Thursday, March 23, 2006

Seven things not mentioned in the budget.

CCHQ: Seven things not mentioned in the Budget

1. The £200 payment made to pensioners before the election to help with council tax bills has been abolished. It was the centre-piece of his Budget last year and not mentioned in his Budget this year (page 188).

2 Gordon Brown did not mention the fact that this Budget adds £5.5bn to Britain’s tax bill – already the highest ever – over three years. Of this £5.5bn, £4.8bn was not even contained in the Budget measures announced today. Tax as a proportion of GDP has been revised up from 40.7% to 41% by 2010/11.

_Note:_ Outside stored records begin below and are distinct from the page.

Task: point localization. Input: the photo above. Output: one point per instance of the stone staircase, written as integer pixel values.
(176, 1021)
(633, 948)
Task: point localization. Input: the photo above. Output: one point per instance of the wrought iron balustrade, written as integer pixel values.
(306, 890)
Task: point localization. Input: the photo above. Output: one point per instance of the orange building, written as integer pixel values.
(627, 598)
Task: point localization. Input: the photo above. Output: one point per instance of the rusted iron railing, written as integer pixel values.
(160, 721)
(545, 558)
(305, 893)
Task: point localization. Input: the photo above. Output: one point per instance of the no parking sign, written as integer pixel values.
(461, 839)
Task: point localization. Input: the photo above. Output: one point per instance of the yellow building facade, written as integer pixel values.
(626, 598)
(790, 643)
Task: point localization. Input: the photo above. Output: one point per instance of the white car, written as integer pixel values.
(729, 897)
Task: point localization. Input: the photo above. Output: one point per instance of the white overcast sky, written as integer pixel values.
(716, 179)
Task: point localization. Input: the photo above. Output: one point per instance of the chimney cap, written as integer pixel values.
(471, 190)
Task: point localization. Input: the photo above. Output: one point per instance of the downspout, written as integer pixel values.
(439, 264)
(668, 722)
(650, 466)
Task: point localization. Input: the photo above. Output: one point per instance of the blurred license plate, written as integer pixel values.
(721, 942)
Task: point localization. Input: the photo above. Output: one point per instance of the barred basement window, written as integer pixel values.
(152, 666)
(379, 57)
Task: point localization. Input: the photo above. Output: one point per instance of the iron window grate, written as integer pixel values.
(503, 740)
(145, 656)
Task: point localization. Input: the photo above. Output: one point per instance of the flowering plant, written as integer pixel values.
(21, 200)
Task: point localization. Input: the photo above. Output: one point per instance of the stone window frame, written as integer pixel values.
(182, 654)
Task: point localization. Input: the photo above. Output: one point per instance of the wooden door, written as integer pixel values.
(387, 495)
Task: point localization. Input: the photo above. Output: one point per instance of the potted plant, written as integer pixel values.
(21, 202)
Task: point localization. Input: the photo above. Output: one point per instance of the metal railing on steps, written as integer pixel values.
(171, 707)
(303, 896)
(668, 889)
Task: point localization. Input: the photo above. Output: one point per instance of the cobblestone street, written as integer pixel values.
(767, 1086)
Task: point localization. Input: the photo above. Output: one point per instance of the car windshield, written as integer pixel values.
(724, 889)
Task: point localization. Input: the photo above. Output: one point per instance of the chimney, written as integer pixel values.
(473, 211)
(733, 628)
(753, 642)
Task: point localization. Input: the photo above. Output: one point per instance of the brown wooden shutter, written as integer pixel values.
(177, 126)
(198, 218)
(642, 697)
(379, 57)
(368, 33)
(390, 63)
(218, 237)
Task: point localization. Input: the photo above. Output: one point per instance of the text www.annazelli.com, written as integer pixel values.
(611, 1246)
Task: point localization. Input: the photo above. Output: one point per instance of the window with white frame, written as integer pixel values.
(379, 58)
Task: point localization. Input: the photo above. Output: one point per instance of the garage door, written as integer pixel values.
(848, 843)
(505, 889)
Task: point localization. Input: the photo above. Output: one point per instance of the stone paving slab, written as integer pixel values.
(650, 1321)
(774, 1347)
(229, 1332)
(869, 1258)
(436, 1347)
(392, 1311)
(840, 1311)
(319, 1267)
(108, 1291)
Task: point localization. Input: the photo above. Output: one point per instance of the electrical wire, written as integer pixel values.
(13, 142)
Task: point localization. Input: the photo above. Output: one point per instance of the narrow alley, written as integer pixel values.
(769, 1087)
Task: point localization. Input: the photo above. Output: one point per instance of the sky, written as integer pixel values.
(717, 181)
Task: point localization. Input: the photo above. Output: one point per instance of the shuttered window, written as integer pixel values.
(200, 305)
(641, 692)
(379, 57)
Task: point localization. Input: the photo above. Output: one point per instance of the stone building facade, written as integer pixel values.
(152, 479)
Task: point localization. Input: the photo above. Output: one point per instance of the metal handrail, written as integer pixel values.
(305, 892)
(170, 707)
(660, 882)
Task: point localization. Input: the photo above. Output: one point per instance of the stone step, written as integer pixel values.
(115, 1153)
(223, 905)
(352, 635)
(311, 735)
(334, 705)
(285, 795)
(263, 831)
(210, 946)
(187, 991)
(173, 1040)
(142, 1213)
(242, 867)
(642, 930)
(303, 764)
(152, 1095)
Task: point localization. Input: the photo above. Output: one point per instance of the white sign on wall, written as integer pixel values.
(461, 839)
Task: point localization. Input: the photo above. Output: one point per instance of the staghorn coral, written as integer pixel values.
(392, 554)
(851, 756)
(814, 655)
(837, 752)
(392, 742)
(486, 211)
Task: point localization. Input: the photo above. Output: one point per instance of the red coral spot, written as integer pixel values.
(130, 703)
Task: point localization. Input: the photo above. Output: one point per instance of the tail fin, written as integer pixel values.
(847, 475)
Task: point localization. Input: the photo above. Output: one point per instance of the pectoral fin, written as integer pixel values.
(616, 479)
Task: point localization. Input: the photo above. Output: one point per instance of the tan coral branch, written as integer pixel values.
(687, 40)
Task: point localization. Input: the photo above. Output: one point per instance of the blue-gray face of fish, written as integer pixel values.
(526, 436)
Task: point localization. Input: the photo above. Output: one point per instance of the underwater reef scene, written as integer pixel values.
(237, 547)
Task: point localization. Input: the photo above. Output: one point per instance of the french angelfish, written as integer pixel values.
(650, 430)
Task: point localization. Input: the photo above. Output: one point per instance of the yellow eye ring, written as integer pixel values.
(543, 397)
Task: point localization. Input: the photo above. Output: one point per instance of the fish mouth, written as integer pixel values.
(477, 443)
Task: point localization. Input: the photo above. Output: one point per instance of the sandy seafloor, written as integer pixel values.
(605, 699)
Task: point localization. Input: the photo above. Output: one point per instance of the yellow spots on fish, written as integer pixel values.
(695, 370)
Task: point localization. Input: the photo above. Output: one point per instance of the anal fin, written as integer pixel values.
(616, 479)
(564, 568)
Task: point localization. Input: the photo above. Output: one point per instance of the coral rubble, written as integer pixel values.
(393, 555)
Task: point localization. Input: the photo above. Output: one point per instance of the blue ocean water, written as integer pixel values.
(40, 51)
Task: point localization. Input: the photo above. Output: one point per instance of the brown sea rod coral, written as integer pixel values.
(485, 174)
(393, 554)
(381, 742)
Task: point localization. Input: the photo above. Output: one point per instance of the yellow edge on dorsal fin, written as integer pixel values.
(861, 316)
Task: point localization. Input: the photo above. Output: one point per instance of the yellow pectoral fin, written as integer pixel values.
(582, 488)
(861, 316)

3 Even after that, Brown has revised up his borrowing to £175 billion over the next six years – £7,000 per family. The current deficit for next year almost doubled from £4bn to £7bn.

4 Brown made much of environmental taxation but the proportion of taxes raised by environmental taxes has fallen from 6.4% to 6.2% (page 262). The Climate Change Levy will, according to the Red Book, raise less revenue in the next three years after the changes he announced. Friends of the Earth responded by saying: “Gordon Brown’s latest Budget will do little to tackle the huge challenges posed by climate change”.

5 There was no mention of the NHS at all. For years the Chancellor made the NHS his priority. Now it is in financial crisis he simply ignores its existence.

6 There were no measures to implement the Turner Report or to restore incentives to save.

7 The Treasury have revised down long-term productivity growth from 2% to 1.75%."